Mr Moore was evacuated from Gilmerton, near Edinburgh, and was billeted with Mr and Mrs Harwood, who also took in his three siblings initially until accommodation could be found for them. “They treated me more like a son than an evacuee,” Mr Moore said.
During his time in Stow, Mr Moore was able to learn lots of things he would never have had the opportunity to otherwise.
He revealed: “I used to go guddling for fish and the rabbit trapper showed me lots of tricks of the trade to catch things like partridges, pheasants and hares.
“If I had stayed in Gilmerton it would have been a case of ‘what’s a partridge!’. It was a window on life for me which other youngsters didn’t get the chance to have.
“Within a month of us evacuees arriving in Stow, half were away back home, and within three months, I was about the only one left.
“A lot couldn’t adjust to country life – there wasn’t a bus every 20 minutes, there was no picture house or chip shop – they couldn’t handle it, because it was foreign to them.
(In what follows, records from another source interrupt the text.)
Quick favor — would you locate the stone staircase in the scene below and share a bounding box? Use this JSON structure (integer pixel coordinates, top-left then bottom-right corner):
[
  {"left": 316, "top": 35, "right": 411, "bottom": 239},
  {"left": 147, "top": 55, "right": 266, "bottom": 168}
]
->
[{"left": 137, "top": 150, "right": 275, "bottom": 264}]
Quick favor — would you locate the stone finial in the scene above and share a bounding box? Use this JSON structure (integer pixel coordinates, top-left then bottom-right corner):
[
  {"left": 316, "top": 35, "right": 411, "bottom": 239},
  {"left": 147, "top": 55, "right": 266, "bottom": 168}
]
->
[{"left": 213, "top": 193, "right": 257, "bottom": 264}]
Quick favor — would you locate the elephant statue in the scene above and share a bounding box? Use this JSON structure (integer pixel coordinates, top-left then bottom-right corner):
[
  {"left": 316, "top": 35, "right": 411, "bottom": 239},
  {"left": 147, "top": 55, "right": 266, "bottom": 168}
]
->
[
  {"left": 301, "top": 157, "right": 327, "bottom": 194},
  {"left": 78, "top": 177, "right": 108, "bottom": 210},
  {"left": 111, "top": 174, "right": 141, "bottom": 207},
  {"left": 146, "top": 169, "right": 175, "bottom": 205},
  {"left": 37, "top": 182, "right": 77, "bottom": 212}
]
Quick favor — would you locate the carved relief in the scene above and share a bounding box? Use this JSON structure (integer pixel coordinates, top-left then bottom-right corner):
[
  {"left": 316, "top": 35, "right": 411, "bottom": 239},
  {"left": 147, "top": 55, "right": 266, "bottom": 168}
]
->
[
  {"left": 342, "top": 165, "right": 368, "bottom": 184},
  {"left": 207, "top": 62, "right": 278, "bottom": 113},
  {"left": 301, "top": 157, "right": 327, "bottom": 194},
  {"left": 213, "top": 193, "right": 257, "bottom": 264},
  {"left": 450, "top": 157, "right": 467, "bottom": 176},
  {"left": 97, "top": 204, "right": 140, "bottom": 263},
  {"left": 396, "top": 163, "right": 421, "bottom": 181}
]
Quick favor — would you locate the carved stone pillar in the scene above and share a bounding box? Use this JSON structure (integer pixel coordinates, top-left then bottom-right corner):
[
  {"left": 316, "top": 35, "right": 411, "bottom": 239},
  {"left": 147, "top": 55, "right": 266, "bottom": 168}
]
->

But I lapped it up, because of the couple who looked after me. They encouraged me to go out and do things.”
It was only once Mr Moore left the village primary school and started to attend Galashiels Academy that things started to go wrong for him.
“The first bus was not until 9.30am, so it was 10am or so by the time I got to school, so I missed the first one-and-a-half lessons every morning.
“It was when my mother saw my first year report card she dragged me back home!”
Mr Moore has been assisted in putting together the book, and filling in extra details by local people and some contemporaries who moved away, many of whom he met during regular visits to Stow, and others he tracked down himself.
But it has all come about in just recently, as after returning to his Gilmerton home it was many, many years before he visited the village again.
“I lost touch with people in Stow when I went back to Edinburgh and so it was many years after, once I had settled down with my wife and was able to buy a car, that I returned.
“One of the first things I did after buying the car was to drive to Stow to show my wife where I had been as an evacuee.”
Mr Moore is hoping for a ‘golden ticket’ for the first train to run on the Borders Railway from Edinburgh, to recreate that journey he took 75 years ago this month.
It was a journey that brought him so much, and one that he has turned into a lasting piece of history for the village’s archives.